The Greens’ Tamatha Paul said the government “has built on their despicable pattern of finding ‘savings’ in their Budget from the empty pockets of the poorest people in New Zealand.” Labour leader Chris Hipkins called the changes “cruel” and predicted an “absolute body blow to people who already can’t keep their head above water”, Anneke Smith reports for The Post.

Accommodation supplement also set for reform

The week before, the Social Security Amendment Bill was introduced in parliament, confirming changes to the accommodation supplement flagged in last year’s Budget. As RNZ’s Susan Edmunds reports, the bill raises the income threshold homeowners must contribute to housing costs before they become eligible for the supplement from 30% to 40% of income. For families with children, the estimated average reduction in entitlement would be $42 a week.

Social development minister Louise Upston says the calculation has not changed in 33 years and the bill “rebalances” support toward those with the greatest need. Child Poverty Action Group warned that even households meeting the new threshold would experience “deeper after-housing-cost poverty”.

The minister’s own housing arrangements have attracted scrutiny. Stuff’s Emma Ricketts and Jenna Lynch reported yesterday that Upston claims $1,000 a week in parliamentary accommodation allowance – $52,000 a year on top of her $320,600 salary – while jointly owning a Wellington apartment with no recorded mortgage debt. She declined to answer whether she would meet the 40% threshold she is seeking to enforce for other New Zealanders.

Emergency housing rule changes add to pressures

The housing pressures on New Zealand’s lowest income earners have been building for a while. Tighter restrictions on emergency housing, introduced in August 2024, have driven the number of households in emergency accommodation from a peak of 3,100 to 441 by September 2025. Eight months earlier, it announced its target of reducing the number of households in emergency housing by 75% by 2030 had been met five years early.

But as Derek Cheng reports for the Herald, the narrowing of the gateway has coincided with rising homelessness. Of 15 homelessness services surveyed for a ministerial briefing, 13 reported further increases in homelessness. “The Government has challenged whether its emergency housing policies have contributed to rising homelessness,” Cheng reports. “But it concedes it has no information on the living arrangements for about 20% of those who have moved out of emergency housing.”

A different kind of housing cost

Meanwhile, the move-on orders legislation received its first reading on Thursday.

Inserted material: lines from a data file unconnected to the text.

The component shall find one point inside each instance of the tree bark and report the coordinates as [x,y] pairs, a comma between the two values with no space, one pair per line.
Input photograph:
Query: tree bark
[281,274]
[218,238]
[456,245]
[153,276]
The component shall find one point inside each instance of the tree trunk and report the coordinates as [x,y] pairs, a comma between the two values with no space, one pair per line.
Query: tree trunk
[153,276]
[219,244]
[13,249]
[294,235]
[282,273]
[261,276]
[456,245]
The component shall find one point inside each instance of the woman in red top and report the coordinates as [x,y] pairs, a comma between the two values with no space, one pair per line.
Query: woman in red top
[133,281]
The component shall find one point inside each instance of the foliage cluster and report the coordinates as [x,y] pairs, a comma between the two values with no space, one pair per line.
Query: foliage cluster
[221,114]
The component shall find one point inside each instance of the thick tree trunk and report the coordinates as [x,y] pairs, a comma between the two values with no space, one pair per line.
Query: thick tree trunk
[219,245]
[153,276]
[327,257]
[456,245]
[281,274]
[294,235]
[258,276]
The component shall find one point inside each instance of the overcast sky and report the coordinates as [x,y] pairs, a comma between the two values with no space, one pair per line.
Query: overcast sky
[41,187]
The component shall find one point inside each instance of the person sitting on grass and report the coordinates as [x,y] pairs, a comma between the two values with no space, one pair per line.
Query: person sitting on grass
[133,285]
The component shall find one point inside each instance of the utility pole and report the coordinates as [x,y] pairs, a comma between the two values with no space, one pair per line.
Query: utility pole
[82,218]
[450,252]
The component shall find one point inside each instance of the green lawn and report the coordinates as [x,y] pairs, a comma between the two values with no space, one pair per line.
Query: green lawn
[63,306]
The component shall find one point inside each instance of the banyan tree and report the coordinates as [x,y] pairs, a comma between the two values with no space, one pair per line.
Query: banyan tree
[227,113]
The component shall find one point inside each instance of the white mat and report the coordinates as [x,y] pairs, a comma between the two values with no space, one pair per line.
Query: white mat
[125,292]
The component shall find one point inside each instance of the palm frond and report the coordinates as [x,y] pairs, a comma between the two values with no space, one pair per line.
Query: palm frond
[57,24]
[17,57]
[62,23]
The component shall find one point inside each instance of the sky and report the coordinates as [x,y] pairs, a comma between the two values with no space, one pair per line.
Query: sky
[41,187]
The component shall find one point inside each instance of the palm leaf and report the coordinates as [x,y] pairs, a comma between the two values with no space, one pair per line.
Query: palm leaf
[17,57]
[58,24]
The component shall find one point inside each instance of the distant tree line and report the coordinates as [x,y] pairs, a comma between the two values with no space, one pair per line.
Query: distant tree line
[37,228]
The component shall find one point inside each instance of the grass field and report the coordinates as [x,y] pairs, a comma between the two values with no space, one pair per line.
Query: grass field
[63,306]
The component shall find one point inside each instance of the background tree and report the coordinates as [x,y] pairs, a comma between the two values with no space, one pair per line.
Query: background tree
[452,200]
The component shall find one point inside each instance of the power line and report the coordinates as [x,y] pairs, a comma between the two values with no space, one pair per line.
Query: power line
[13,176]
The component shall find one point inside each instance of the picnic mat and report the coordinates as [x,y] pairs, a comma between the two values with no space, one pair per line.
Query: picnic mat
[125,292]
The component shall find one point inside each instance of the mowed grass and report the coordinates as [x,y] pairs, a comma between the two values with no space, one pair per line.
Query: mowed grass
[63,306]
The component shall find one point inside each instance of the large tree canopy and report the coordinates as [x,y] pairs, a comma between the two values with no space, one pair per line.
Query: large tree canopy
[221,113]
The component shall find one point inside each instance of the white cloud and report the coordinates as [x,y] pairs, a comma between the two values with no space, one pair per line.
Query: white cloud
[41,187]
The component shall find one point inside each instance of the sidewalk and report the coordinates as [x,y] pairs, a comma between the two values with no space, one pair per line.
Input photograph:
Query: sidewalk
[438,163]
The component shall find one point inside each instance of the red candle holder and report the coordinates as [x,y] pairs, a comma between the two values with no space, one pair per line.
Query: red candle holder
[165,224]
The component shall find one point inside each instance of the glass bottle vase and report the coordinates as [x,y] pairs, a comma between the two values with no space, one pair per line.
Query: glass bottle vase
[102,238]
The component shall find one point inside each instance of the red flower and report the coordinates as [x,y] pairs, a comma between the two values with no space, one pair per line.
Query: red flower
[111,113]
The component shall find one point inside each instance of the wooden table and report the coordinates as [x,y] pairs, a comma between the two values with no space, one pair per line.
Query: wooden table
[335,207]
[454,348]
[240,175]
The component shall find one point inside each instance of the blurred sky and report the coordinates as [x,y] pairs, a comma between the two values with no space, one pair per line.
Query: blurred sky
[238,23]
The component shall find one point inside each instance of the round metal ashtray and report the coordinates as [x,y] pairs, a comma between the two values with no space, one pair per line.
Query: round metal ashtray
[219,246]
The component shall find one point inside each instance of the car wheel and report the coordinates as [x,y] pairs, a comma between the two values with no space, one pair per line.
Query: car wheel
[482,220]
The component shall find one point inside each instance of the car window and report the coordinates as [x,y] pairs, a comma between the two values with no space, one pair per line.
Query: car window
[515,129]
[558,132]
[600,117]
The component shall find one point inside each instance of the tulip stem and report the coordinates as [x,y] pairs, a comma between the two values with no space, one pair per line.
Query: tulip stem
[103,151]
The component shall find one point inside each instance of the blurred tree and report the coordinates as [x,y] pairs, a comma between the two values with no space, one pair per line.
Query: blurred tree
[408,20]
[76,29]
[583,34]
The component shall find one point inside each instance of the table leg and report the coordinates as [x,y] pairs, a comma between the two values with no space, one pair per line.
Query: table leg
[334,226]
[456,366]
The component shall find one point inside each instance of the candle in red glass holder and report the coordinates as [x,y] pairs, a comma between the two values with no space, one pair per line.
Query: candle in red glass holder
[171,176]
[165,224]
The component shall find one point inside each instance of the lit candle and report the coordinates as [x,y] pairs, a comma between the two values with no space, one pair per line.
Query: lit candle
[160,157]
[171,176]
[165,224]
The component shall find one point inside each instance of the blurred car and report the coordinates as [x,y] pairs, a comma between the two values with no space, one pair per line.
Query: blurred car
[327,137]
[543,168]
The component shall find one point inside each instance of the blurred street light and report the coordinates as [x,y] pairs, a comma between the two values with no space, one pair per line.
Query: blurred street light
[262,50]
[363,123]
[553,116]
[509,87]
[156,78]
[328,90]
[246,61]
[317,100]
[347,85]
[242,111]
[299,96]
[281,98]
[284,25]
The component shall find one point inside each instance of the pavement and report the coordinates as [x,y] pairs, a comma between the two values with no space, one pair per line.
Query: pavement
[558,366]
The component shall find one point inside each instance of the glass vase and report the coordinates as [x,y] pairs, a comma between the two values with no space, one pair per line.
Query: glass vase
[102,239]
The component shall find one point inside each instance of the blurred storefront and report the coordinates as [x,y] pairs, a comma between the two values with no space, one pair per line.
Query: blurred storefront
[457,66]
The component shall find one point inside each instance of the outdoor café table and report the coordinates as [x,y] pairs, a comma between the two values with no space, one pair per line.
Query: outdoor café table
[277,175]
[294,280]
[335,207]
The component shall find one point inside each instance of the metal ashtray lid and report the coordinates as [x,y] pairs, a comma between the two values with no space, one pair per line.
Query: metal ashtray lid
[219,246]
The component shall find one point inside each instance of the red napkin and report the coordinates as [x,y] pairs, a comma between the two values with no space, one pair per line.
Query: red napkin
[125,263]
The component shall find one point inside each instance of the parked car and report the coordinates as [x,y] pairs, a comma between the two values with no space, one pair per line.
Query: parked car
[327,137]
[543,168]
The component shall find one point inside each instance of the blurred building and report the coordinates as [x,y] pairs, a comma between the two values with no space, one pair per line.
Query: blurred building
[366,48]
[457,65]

The bill would allow police to order anyone aged 14 or over – including rough sleepers and passive beggars – to leave a public space for 24 hours, with refusal carrying a fine of up to $2,000 or 90 days in prison. The Ministry of Justice advised limiting move-on orders to aggressive behaviour only; the government proceeded with a scope that includes rough sleeping and non-aggressive begging.

Christchurch city missioner Corinne Haines, speaking to The Press’s Sinead Gill, called potential imprisonment “the most expensive form of emergency housing” in the country – a description the figures bear out. Writing in The Kākā, Bernard Hickey calculated, using Corrections’ own data, that 90 days in prison costs $49,680 per person at $552 a night – more than twice the $233 per-person per-night cost of motel accommodation the government closed down to save $156 million. “We’ve got all these wraparound services that we could help them with,” said Haines. “Penalising them is not going to bring them into our services to help sort things out.”